Artificial Intelligence 17 min read

When Go Meets GPU: A Hands‑On Guide to Unlocking Thousand‑Fold Compute with CUDA

This article walks Go developers through the fundamentals of GPU architecture and CUDA, demonstrates a complete CGO‑based matrix‑multiplication project, offers performance‑tuning tips such as minimizing PCIe transfers and leveraging shared memory, and presents a PureGo alternative for seamless Go‑GPU integration.

TonyBai

Jan 21, 2026

When Go Meets GPU: A Hands‑On Guide to Unlocking Thousand‑Fold Compute with CUDA

Why Go Developers Should Care About GPUs

As Moore's law slows, CPU single‑core performance stalls while GPUs provide thousands of lightweight cores for massive parallelism, making them ideal for graphics, video transcoding, AI inference, scientific simulations, and cryptographic hashing.

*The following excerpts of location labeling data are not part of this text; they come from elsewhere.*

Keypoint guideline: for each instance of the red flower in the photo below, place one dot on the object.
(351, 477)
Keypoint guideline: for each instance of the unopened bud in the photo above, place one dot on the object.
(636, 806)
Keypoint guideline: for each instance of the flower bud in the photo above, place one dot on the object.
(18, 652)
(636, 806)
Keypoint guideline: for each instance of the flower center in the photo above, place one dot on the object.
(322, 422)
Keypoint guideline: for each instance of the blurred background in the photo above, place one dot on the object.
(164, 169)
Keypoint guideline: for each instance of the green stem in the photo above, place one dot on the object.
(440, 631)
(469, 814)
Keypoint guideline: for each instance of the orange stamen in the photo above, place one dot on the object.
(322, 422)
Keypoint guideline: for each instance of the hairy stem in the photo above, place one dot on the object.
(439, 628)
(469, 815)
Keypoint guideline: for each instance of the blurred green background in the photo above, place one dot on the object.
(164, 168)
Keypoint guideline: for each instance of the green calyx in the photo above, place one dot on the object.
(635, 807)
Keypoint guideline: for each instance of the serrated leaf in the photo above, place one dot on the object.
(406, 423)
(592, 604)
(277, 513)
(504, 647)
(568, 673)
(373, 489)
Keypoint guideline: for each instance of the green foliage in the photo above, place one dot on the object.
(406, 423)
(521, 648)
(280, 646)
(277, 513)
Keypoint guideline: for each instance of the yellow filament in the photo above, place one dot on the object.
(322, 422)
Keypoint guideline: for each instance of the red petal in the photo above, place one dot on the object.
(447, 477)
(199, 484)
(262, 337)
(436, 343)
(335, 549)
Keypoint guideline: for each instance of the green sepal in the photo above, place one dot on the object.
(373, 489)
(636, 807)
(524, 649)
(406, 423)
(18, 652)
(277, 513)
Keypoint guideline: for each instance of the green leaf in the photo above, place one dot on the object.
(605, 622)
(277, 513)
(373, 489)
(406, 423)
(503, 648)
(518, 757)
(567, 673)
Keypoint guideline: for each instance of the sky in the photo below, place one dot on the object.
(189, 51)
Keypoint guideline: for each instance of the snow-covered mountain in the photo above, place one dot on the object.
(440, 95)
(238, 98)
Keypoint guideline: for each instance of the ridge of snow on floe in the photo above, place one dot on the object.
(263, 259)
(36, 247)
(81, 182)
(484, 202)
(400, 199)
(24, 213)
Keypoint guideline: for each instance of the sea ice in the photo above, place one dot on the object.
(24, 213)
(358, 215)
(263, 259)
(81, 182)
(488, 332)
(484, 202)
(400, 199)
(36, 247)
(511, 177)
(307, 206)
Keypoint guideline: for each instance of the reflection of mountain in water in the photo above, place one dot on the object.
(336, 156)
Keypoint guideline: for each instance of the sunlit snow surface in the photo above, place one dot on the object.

GPU Architecture and CUDA Programming Model Overview

Sam Burns likens a CPU to a handful of expert specialists and a GPU to a disciplined army. In CUDA, the kernel is the function executed on the GPU. Launching a kernel starts thousands of threads, each identified by threadIdx to process a distinct data element.

1. Thread Model – From Thread to Grid

Thread : the smallest execution unit, similar to a CPU thread but extremely lightweight.

Block : a group of threads that share fast __syncthreads() ‑synchronised shared memory.

Grid : the collection of all blocks that run the same kernel.

2. Memory Hierarchy – Speed vs. Capacity

Registers : fastest, private to each thread, limited in number.

Shared Memory : L1‑cache‑level speed, private to a block, crucial for reducing global memory traffic.

Global Memory : large (e.g., 24 GB GDDR6X) but high latency.

Constant Memory : cached read‑only memory for broadcasting values.

Efficient CUDA code keeps data in registers and shared memory as much as possible.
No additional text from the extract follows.